Brexit, for example, is in itself still very much a question of national identity and sovereignty, with the Prime Minister emphasizing the “control over our borders”, a quote which directly speaks to the nationalist sentiments of the people who voted Leave, sentiments which are founded upon those set by nationalist romanticism. Other relevant examples include Ukraine and Catalonia. Countries which find the roots of their conflicts in the histories of 19th century imperialism. This period saw small nations try to get independence from larger empires (Austria-Hungary, France, Russia, England etc.).
The final aspect to be discussed is then the relationship between liberty and freedom. Although both refer to the quality or state of being free, oftentimes being used interchangeably, liberty can be distinguished from freedom as it means to be free to do something unlike freedom which in this case means to be free from something.
The concept of liberty can be traced back to the French revolutionary idea of liberté, an idea which adhered to the anti-monarchical environment present at the time.
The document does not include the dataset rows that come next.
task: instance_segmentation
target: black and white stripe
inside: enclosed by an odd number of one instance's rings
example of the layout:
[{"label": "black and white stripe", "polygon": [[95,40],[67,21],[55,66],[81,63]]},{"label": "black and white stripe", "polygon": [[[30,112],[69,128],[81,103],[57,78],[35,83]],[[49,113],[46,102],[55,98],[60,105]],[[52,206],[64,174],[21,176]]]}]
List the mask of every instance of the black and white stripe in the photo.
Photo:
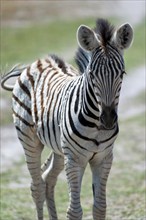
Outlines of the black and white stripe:
[{"label": "black and white stripe", "polygon": [[[80,190],[88,162],[93,174],[93,218],[105,219],[106,181],[118,134],[117,109],[124,74],[121,45],[113,40],[114,33],[113,26],[103,19],[94,31],[79,28],[82,48],[76,53],[76,62],[80,73],[51,55],[24,69],[15,67],[3,78],[3,87],[11,90],[4,83],[18,76],[12,96],[13,117],[32,177],[38,220],[43,220],[45,200],[50,219],[58,219],[54,187],[64,164],[70,194],[67,219],[82,219]],[[44,145],[52,153],[41,168]]]}]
Jean-Jacques Rousseau’s development of the social contract (an agreement which binds people into a community existing for mutual preservation), ensured that the fight for liberty also became the primary cause of equality. Once liberty was identified negatively as independence from arbitrary rule, it only made sense to seek equality, making sure that a balance of power is maintained.
However it still remains difficult to see and say where the desire for liberation, to be free from oppression, ends, and where the desire for freedom, to live a political life, begins. Take for instance the case of people’s fight against colonial rule. Whilst the prevailing social and political contexts point towards freedom as being freedom from occupier’s rule, and freedom from hunger, disease, debt etc., it could also be defined in terms of power. That is, power to implement one’s own rule, in terms of one’s own culture, language, identity and customs. This fight, influenced by nationalist romanticism created a link between political freedom and national, personal, and social identity. All factors which influence and affect the struggle for self-rule and self-determination through the acquisition of liberty.
Understanding the history behind the meaning of concepts such as freedom on a political level, allows us to make better sense of and contextualise current situations. Furthermore it gives us a better insight into the motives behind certain political decisions thereby allowing us to judge situations better and steer clear of over-generalisations. Although today the fight for freedom is mostly centred around the fight for equality, on a more fundamental level, it is still a fight against abuse and discrimination.